Response: The eggshell skull doctrine. The property owner takes the plaintiff as she is. A defendant whose negligence causes harm to a plaintiff with pre-existing conditions is liable for the full extent of the resulting injury — not just the harm that would have occurred to a healthy person. Dorothy's osteoporosis made a fall more dangerous; it does not reduce the defendant's liability for maintaining a wet floor without warning signs.

"The plaintiff's fall risk was due to her own age and balance issues."

Response: This is a contributory/comparative fault argument — not a pre-existing condition argument. Whether Dorothy had any fault for failing to see the wet floor (she did not see warning signs because none were placed) is a question for the jury. The pharmacy record showing the extent of her injuries and treatment is relevant regardless of how fault is allocated.


Related Resources

Frequently Asked Questions

What is a premises liability claim?

A premises liability claim arises when someone is injured on another party's property due to the property owner's negligence in maintaining a safe environment. Common examples include slip-and-fall injuries on wet floors, inadequate lighting, broken staircases, or hazardous conditions. The property owner has a legal duty to maintain reasonably safe conditions and warn visitors of known hazards.
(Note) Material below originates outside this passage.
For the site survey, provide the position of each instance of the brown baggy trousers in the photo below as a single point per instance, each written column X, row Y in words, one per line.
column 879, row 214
How does a pharmacy lien work in a slip-and-fall case?

A pharmacy lien works identically in premises liability cases as in auto accident PI cases. The patient fills prescriptions at $0 upfront through the pharmacy lien program, and the lien resolves from the PI settlement proceeds against the property owner. For elderly patients with Medicare Part D coverage gaps, the lien specifically covers the medications that fall outside Part D's coverage during the gap phase.

What medications are common after a hip fracture from a fall?
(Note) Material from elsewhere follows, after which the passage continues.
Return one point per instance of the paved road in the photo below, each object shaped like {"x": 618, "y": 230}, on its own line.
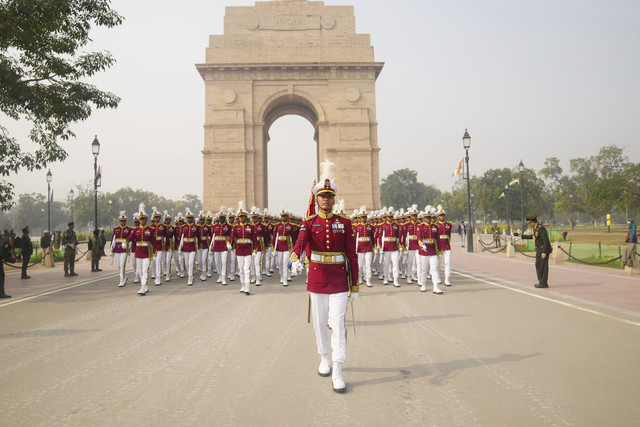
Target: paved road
{"x": 491, "y": 351}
After hip fracture and total hip replacement surgery, common medications include: post-surgical opioids (oxycodone), anticoagulation for DVT prophylaxis (rivaroxaban, enoxaparin), muscle relaxants for hip girdle spasm (cyclobenzaprine), osteoporosis medications (alendronate), sleep aids for pain-disrupted sleep (trazodone, hydroxyzine), and bone health supplementation (calcium, Vitamin D3).

How does Medicare Part D coverage gap affect elderly PI patients' prescriptions?

Medicare Part D has a coverage gap ('donut hole') where out-of-pocket costs significantly increase after the plan's initial coverage limit is reached. Elderly PI patients with serious injuries often hit this limit mid-year, leaving them with high out-of-pocket costs for ongoing medications. A pharmacy lien covers injury-related prescriptions during the coverage gap at $0 upfront, with the cost resolved from the PI settlement.